Mälzereigebäude der früheren Löwenbrauerei in Berlin-Alt-Hohenschönhausen

Die Löwenbrauerei war eine Ende des 19. Jahrhunderts eröffnete Brauerei im Berliner Ortsteil Alt-Hohenschönhausen. Sie beendete ihre Bierherstellung in den späten 1990er Jahren.

Geschichte[Bearbeiten | Quelltext bearbeiten]

Gründung[Bearbeiten | Quelltext bearbeiten]

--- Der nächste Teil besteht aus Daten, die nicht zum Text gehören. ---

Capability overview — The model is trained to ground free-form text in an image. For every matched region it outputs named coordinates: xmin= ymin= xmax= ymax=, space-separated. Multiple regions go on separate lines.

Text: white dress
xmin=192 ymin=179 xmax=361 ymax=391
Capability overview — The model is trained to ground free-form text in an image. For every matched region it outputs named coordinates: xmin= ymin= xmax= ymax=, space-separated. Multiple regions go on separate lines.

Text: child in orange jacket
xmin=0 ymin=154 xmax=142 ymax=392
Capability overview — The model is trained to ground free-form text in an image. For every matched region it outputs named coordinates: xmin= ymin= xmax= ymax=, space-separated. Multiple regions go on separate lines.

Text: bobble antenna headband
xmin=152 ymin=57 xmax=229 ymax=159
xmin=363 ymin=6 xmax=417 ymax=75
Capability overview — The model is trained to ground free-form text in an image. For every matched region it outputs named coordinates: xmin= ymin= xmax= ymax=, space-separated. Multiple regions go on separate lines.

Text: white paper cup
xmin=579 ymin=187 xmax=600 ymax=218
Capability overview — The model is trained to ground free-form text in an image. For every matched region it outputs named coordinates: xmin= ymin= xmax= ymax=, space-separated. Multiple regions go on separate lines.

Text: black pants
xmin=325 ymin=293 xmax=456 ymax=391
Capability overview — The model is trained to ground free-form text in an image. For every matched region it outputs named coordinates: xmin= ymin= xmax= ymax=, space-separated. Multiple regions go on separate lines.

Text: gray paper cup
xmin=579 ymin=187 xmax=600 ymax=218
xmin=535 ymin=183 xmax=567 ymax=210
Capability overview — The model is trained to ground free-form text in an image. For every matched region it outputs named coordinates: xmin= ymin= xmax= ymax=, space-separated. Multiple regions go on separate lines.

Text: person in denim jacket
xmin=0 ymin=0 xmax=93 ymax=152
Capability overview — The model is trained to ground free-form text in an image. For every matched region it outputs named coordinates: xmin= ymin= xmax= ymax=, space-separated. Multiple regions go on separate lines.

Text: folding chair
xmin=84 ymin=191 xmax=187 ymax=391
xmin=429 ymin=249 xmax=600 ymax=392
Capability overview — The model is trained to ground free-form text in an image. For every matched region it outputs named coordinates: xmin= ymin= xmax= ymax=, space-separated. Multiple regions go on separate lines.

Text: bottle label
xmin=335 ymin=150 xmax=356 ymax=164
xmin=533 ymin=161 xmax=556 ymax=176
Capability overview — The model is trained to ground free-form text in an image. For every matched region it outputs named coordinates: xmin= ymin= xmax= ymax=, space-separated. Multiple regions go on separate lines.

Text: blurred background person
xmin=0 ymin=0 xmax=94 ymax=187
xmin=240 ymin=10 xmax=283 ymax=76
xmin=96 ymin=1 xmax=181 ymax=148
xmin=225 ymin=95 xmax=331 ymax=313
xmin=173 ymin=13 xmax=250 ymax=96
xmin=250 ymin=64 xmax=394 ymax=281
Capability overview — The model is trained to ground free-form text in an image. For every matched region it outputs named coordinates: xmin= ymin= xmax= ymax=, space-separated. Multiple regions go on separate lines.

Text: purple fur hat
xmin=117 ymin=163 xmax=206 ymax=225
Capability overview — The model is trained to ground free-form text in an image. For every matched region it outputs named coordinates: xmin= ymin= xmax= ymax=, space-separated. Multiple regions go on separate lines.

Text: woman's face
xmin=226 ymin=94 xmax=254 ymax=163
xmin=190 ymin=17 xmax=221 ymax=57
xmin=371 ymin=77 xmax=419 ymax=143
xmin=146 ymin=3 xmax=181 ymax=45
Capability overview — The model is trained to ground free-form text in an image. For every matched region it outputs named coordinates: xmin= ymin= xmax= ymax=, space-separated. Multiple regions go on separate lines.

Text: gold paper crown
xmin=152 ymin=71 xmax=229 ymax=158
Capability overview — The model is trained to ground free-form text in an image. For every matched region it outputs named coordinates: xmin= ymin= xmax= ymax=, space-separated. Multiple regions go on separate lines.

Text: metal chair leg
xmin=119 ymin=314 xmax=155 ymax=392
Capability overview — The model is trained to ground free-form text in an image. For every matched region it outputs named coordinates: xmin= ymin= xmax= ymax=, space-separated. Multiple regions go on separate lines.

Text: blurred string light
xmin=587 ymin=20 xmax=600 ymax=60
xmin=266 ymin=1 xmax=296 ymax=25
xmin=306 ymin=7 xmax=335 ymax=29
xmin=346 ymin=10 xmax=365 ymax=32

Die Löwenbrauerei wurde auf Anregung des Gutsbesitzers Gerhard Puchmüller aus dem Jahre 1889 als Kommandit-Gesellschaft Brauhaus Hohenschönhausen 1892 in Hohenschönhausen gegründet.[1] Die Brauereianlagen wurden bis zum Beginn der Produktion 1894 auf dem Areal Berliner Straße (heute Konrad-Wolf-Straße) /Oberseestraße/Degnerstraße errichtet. Das letzte fertiggestellte Gebäude war die Mälzerei nach Plänen des Architekten G. Lüdicke. Ab 1903 firmierte das Unternehmen in Löwenbrauerei AG Hohenschönhausen um. 1907 ließ die Familie des Brauereibesitzers in der Berliner Straße 14 durch den Architekten C. Eisele eine dreistöckige Villa hinzubauen. 1908 wurde die ehemals Westphalsche Brauerei in Zossen sowie die Kundschaft der Brauerei Stieber & Stimming in Fürstenwalde-Ketschendorf übernommen. 1912 erfolgte die Übernahme der Exportbierbrauerei in Ketzin. 1922 benannte sich das Unternehmen im Rahmen der Fusion mit der Böhmischen Brauhaus AG, Friedrichshain in Löwenbrauerei-Böhmisches Brauhaus AG Abt. II um.[2] Zuletzt übernahm die Brauerei die Berliner Bergschloßbrauerei AG im Jahre 1927.

Aktie über 100 RM der Löwenbrauerei-Böhmisches Brauhaus AG vom Januar 1929

Bemerkenswert ist das Projekt der Gewinnung von Brauchwasser der Brauerei durch Auffüllung einiger Senken zum heutigen Obersee. Im Winter wurden aus dem zugefrorenen See auch Eisblöcke für die Transportkühlung gewonnen. Schließlich trug dieser neu geschaffene See maßgeblich zur Aufwertung des Bezirks und auch zur Gründung des Villenviertels am Orankesee bei.[3]

Die Anlieferung der Brauzutaten und der Versand der Erzeugnisse erfolgte wahrscheinlich überwiegend per Bahn, da unmittelbar nördlich des Brauereigeländes die Industriebahn Tegel–Friedrichsfelde entlangführte und der dort gelegene Güterbahnhof Hohenschönhausen unweit von der Brauerei entfernt lag.[4]

Eine Spezialität der Löwenbrauerei war das Potsdamer Stangenbier.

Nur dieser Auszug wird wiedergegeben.